We're going to be looking at small world networks as well, so you might have
processes such as, you know a friend of a friend is likely to be a friend because
friends tend to introduce their friends to each other.
And yet, any two people in the world are connected through a short number of hops.
So recently a Facebook study showed that any two people in the Facebook graph are
connected with an average of 4.7 hops. We're going to see how certain processes
might shape such small world structure. For example, how do small worlds arise out
of optimization. For example, airline networks might be
optimized to ferry passengers back and forth in a way that is efficient and
doesn't cost the airlines much money. You might also have strategic network
formation at the level of the individual, so the individual is getting something out
of participating in the network, and so they may choose to connect to some nodes
and not others. Okay, so we're going, we've described the
network structure, we've figured out where that network structure comes from.
And the final goal is to understand how that network structure now influences
different processes occurring on the network in turn.
So, for example, we're going to learn how information diffusion is affected by the
network structure. If any two people are, are connected
through a short number of hops, does this mean that information will readily
diffuse? Sometimes, it's not information that's
diffusing but something that we don't want to diffuse such as a virus.

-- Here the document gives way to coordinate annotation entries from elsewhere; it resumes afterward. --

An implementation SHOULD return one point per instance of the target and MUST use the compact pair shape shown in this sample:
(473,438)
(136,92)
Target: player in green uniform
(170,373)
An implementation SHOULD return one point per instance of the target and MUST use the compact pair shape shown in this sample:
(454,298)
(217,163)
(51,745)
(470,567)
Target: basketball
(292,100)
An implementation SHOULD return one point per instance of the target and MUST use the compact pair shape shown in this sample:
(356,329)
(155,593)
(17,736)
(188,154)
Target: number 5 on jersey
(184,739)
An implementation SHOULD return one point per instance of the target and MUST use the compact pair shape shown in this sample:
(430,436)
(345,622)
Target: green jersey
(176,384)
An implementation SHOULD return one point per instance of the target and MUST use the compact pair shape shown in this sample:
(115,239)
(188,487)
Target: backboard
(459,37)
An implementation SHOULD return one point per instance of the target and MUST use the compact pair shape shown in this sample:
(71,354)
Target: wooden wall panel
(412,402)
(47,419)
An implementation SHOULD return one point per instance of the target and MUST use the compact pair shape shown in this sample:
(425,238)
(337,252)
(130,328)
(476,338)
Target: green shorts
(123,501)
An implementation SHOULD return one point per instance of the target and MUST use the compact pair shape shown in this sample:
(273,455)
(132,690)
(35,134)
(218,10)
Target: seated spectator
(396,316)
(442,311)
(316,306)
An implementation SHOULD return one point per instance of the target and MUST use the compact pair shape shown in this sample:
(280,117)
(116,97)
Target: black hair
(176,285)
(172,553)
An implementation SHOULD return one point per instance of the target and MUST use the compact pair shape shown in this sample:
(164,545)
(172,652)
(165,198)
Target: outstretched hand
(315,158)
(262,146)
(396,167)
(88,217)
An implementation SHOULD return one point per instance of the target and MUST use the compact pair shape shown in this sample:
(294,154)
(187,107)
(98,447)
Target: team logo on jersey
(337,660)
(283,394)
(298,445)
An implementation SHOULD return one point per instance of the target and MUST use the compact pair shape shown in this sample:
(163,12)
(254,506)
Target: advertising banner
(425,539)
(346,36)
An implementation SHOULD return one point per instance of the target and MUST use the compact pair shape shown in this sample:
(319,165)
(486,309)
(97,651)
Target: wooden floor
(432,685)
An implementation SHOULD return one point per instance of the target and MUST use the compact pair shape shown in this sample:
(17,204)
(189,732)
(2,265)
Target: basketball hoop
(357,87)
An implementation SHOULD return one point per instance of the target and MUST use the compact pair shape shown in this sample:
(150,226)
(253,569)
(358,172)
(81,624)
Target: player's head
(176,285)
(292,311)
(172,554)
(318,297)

So how does the social network actually influence how quickly a virus is going to
spread and what immunization strategies can you use once you know what the
structure of the network is? We may study the process, or we are going
to study processes such as opinion formation.
This can be kind of consensus that can be reached across the network as individuals
continuously update their beliefs or it may be just a, a single shot.
You, you, you form your opinion only once but it is influenced by what your friends
think. We're also going to be looking at
coordination and cooperation. If you have a certain task that you'd like
to do, but it, but it depends on inputs from the nodes that you're tied to, how
quickly can you accomplish the task. And finally we're going to look at
resilience to attack so if for some reason, a certain subset of the nodes are
removed from the network, can the network still function?
Now, I filled in the first six weeks, so you might be wondering what we're be going
to do in week seven and eight. In week seven, we are going to look at
cool and unusual applications of social network analysis.
We are going to be looking at things such as recipe ingredient networks for
predicting recipe ratings. We're going to be looking at the social
networks of dolphins and we're also going to look at economic development.
So if you have the network of countries and the products that they produce, can
you actually make predictions about which products the countries are going to
produce in the future and how rapidly those countries are going to develop
economically? In the final week, we're going to look at
how social networks analysis is used by companies such as Google, Facebook,
LinkedIn, Twitter, Couch Surfing to enhance their product offerings.
So what kind of social network analysis do they do?
What kinds of research have they done? And how has this impacted and benefited
the, the features of the social networks that they enable?
So those are, that's the outline of the course.
In the next video I'm going to dive right into it, and we're going to visualize
some, some networks and see what it's all about.